All too often people are buying the Jammer
tips, installing them on stock bodies and marketing them as Jammer nozzles.
Quick clarification----the "injectors" in a B Cummins are technically called nozzles, and the ends of the nozzles are technically called tips. An injector receives low pressure fuel and through another avenue, whether it be mechanical (53/71/92/148 Detroit) or hydraulic/electronic (HEUI Navistar or Cat) creates the high pressure fuel delivery. A nozzle receives high pressure fuel and that high pressure fuel opens the pintle. Maybe a little too technical to get into, and the industry terms have overlapped and ran together, but
technically 24 valves have nozzles, and nozzles have tips. Ok moving on.....
Many times people are buying those tips, simply screwing them onto a body, and reselling them as a "Jammer injector" without so much as a pop test. Can't say everyone is doing it that way but I know of enough to be aware & cautious.
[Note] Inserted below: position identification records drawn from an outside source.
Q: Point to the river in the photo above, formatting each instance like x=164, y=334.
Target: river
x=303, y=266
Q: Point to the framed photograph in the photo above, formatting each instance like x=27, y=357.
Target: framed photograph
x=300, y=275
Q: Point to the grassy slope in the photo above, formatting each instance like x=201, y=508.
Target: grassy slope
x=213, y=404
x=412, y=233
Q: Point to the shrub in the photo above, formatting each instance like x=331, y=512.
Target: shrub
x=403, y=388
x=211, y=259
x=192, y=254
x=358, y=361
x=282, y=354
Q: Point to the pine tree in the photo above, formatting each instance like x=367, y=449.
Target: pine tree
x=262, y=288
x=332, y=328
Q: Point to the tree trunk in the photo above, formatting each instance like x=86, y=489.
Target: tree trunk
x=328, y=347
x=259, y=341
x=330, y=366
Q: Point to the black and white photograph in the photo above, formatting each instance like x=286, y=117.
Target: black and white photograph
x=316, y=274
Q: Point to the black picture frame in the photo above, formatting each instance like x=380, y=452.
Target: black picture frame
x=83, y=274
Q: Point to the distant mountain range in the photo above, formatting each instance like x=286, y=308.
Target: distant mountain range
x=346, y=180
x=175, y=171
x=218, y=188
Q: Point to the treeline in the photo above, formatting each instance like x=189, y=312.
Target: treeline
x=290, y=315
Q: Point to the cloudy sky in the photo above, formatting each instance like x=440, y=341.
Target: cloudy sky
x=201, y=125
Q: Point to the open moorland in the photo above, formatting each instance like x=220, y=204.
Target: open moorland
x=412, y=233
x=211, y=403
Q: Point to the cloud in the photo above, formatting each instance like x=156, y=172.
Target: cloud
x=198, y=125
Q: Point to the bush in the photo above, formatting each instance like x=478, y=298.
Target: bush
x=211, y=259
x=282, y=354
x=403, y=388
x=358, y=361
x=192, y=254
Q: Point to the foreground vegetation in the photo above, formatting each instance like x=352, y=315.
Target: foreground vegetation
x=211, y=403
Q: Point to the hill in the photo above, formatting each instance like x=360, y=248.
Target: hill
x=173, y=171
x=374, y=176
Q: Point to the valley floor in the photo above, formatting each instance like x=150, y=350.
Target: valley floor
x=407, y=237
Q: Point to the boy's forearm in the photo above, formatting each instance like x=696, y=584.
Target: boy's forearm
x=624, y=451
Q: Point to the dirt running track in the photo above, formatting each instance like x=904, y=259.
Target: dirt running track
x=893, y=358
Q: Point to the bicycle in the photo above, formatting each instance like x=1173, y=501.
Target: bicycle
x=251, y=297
If you call Bosch and ask them about the tips you'll get an earful about how dangerous it is to just screw them onto a body in a vise, like most do. There is a special jig fixture to perform this job correctly---not using it can lead to spring breakage, body fracture, insufficient torque, and excess pressure on the tips that can lead to premature breakage---a topic that has been hashed over on these boards before.
I'm not posting this as a rant, just saying that not all nozzles wearing the Jammer name are created equally. Even some of the larger, well known shops don't use the Bosch jig--but at least they take the time to balance the set before it goes out the door to their customers.
I've installed nozzles for people who say "the engine just doesn't feel right" and I reply with "maybe you should've listened when I told you to spend the $40 and have them checked at the diesel shop then". You'd be utterly amazed the number of sets I've seen with specs to either end of the spectrum, packaged as a matched/balanced set.
Even Bosch has this problem--many times I'd go through 10 or 12 nozzles for a C Cummins before I found 6 that matched well enough to go in the engine. A little anal retentive? Perhaps, but the difference between matched & balanced nozzles and just nozzles slammed in the engine is huge.
I'm not a vendor, a forum god, or a self-proclaimed expert, just a member w/ a lil diesel knowledge, take my 2 cents for what you will.